Thomas Stewart, Ph.D.; Center for Policy Research, College of Public Affairs and Policy, UA
Dr. Stewart is interested in analyzing expert or professional judgment under conditions of complexity and uncertainty. Why are some judges more accurate than others? How can judgments be improved? He uses Brunswik's lens model framework and the lens model equation to analyze various components of expert skill. He is particularly interested in practical applications of judgment and decision research to public policy issues and to improving professional judgment. Recently, Dr. Stewart has been studying how people learn decision thresholds when they do not get complete feedback.

 

Norman Strominger, Ph.D.; Professor, Center for Neuropharmacology and Neuroscience, Albany Medical College. Adjunct appointment in University at Albany, School of Public Health, Department of Biomedical Sciences.

Dr.

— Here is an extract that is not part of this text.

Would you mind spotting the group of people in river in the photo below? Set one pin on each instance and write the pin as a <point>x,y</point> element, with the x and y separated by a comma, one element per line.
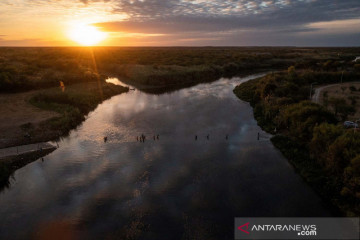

Strominger is a coauthor of Noback’s Human Nervous System, Seventh Edition, 2012. His main interests include neuroanatomical organization of the central nervous system, mechanisms of nausea and vomiting, auditory system and control of movement.

 

Simona Surdu, M.D., Ph.D., Sc.D., M.S.; Research Associate, Center for Health Workforce Studies (CHWS), University at Albany. 
Dr. Surdu earned an M.D. degree and later obtained a Sc.D. degree in Occupational Medicine in her home country Romania. She also has M.S. and Ph.D. degrees in Epidemiology from the School of Public Health of the University at Albany. Her main research areas include chronic conditions such as cancer, asthma and other respiratory diseases, and hypertension related to environmental and occupational pollutants. She has a particular interest in the international research collaborations on children’s environmental health, and more recently, in the assessment of health workforce supply and distribution in the U.S. to improve the access to care and reduce health disparities.

 

Igor Zurbenko Ph.D.; Epidemiology and
Biostatistics, School of Public Health, UA
Link
Dr.
 Zurbenko received both a Ph.D. in Applied Statistics and a Doctor of Probability and Statistics from Moscow State University,  Russia. Most of his graduate education and research in Russia was completed with the renowned mathematician and statistician, Andrey Kolmogorov.  Afterwards, he spent a year on a multi-purpose oceanographic expedition in both the Pacific and Atlantic oceans, where he was responsible for data analysis and other areas of scientific investigation. Dr. Zurbenko worked as a post-doctoral fellow with Professor J. Neyman from the University of California at Berkeley, a world-recognized statistician. He presently works at the School of Public Health (SPH), at the University at Albany. Dr. Zurbenko has authored or co-authored over 200 papers and 10 books on theoretical and applied statistics, covering multiple applications including and related to public health.